Brothers

screen-captureBrothers is another film that I went to having one expectation from the previews and came away with a different story altogether. Directed by Jim Sheridan (In America) and starring Toby Maguire, Jake Gyllenhaal and Natalie Portman, it is a remake of the Danish movie Brødre which was written and directed by Susanne Bier (After the Wedding).

This is the classic story of two brothers, one good, one not so much – or so we think. The film opens with brother Sam (Maguire) picking up brother Tommy (Gyllenhaal) at the prison gates; he’s just served out his sentence for robbing a bank. Sam is a Marine Captain who is itching to redeploy to Afghanistan and is saying his goodbyes to wife and kids. Ne’er-do-well Tommy is the black-sleep of the family. Dad (Sam Shepard) is a military man, too, and is quick to show his contempt for his ex-con son. And then there is the beautiful wife Grace (Portman) who has loved Sam since high school and as her daughter reminds Uncle Tommy, “she doesn’t like you.”

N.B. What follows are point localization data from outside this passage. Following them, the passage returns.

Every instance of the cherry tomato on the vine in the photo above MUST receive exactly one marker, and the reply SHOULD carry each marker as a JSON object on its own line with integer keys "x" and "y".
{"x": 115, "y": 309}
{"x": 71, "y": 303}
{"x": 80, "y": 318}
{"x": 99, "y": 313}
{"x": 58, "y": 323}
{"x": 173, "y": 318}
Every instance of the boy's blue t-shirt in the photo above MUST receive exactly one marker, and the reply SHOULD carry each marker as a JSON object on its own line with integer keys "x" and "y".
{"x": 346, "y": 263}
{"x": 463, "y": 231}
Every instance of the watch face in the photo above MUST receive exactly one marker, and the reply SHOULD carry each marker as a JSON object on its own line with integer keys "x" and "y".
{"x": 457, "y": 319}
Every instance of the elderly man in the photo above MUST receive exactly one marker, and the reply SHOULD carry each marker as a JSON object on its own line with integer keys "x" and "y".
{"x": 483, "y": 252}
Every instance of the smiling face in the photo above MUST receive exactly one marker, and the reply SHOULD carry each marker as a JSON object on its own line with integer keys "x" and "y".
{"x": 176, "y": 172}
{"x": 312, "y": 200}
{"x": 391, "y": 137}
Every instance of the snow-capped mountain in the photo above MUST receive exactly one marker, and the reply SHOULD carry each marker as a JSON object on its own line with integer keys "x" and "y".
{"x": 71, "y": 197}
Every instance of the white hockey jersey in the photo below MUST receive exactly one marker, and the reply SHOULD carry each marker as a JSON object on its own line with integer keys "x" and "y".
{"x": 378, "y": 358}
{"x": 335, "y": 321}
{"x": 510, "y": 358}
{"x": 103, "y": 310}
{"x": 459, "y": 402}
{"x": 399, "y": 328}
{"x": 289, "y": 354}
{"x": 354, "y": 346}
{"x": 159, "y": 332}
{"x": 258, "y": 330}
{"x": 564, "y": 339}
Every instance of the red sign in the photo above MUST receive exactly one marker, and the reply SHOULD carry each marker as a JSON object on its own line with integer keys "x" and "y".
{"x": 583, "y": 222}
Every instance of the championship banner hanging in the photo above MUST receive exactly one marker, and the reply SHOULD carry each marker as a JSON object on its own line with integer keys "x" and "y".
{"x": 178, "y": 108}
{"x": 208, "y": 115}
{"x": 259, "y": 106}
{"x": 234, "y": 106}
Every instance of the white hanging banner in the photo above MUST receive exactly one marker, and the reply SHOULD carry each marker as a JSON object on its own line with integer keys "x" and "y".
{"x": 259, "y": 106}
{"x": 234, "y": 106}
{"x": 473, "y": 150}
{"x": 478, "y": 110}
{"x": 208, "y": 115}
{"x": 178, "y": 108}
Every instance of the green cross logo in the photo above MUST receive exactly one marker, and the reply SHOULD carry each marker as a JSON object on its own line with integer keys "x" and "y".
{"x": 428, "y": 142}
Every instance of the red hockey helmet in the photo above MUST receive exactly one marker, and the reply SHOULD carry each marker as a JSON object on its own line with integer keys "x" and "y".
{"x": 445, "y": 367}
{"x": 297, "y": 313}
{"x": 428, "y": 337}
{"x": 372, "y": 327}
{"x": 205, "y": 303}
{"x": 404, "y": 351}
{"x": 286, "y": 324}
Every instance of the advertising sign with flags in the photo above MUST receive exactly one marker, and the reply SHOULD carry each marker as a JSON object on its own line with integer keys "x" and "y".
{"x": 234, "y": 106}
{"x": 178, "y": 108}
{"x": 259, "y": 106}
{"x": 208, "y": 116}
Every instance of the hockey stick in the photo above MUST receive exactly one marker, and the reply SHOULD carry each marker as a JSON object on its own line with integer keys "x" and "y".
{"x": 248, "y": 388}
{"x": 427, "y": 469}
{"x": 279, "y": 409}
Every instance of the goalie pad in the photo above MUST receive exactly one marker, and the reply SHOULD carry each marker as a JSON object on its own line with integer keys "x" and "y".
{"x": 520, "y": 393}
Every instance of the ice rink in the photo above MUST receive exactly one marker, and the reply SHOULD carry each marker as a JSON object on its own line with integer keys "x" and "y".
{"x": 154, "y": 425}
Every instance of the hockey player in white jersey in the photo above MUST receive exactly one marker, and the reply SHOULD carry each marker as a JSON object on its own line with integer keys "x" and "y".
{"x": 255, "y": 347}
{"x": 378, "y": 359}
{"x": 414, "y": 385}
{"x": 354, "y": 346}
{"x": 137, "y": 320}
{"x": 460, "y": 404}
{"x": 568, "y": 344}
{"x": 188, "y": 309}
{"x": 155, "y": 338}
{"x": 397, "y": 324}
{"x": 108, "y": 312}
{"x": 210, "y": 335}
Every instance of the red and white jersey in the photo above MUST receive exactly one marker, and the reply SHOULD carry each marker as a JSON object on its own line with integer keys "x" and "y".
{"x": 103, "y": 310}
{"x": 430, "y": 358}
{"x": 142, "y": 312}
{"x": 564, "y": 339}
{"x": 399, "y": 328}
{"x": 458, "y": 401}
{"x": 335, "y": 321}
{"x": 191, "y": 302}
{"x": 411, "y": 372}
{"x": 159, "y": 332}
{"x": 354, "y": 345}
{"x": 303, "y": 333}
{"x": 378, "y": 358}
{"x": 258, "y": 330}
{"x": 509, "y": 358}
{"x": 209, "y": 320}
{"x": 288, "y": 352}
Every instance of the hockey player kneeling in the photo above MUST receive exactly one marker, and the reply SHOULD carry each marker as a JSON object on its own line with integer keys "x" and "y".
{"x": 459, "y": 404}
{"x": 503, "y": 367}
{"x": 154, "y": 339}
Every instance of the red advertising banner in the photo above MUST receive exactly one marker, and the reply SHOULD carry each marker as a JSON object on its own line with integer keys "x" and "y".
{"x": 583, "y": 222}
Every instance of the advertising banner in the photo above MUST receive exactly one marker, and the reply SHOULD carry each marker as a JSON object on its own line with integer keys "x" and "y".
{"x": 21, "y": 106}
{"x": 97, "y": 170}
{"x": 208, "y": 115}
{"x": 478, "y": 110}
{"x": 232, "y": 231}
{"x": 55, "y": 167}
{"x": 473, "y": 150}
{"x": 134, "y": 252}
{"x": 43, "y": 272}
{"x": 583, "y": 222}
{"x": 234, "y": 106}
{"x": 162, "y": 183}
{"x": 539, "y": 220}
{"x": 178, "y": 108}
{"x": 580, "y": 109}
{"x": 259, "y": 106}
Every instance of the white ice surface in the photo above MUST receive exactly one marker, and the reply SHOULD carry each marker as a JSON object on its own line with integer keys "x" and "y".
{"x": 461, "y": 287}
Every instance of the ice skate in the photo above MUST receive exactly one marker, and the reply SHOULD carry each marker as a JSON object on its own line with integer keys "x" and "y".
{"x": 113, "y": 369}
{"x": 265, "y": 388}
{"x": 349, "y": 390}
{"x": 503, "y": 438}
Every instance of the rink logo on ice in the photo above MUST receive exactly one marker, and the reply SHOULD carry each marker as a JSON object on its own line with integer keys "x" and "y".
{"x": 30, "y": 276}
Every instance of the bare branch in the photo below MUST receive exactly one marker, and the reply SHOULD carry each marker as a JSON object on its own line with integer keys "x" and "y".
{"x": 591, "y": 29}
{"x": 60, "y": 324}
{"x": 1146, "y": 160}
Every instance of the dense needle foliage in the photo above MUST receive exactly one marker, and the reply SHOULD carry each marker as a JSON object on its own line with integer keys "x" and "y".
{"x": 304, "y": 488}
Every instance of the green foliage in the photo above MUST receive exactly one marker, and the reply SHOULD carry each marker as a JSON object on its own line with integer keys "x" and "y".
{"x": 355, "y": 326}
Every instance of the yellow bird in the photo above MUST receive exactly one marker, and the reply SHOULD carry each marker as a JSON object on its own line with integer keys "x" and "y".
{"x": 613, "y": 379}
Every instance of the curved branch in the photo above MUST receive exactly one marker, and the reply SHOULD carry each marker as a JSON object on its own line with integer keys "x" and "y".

Not long after Sam is gone back to war, the inevitable knock on the front door by the two officers in their dress uniforms brings the news that he is dead. Tommy tries to step up to the plate for his dead brother and is soon bonding with the kids and redoing the kitchen for his dead brother’s wife. (Thank God for that! I kept thinking, “How does she work in that kitchen?”) And soon he is bonding with Grace, too.

Only it turns out Sam isn’t dead. He’s only been held captive for months on end by some very, very bad men in Afghanistan and was forced to do a horrible thing to stay alive. This is what drives the film to its somewhat unsatisfying conclusion. Sam comes home mentally damaged by the moral abyss he has put himself in. And just like his Dad did when he came back from Nam (we later find out), he is taking it out on his family — being mean to his little girls, cold to his wife, and falsely accusing his brother of sleeping with her.

There are some really nicely done scenes in this movie. The actors are all good, but when it was over all I could think about was horrible it is that we have people who we train to kill and I can’t imagine what it must do to them when they do. Brothers is a downer, and I’m not sure what it was trying to say. I think it might have been better if they switched the brothers’ roles. I was totally wanting Grace to get together with Tommy at the end. And I am not really sure who the audience is. This definitely ain’t a chick flick.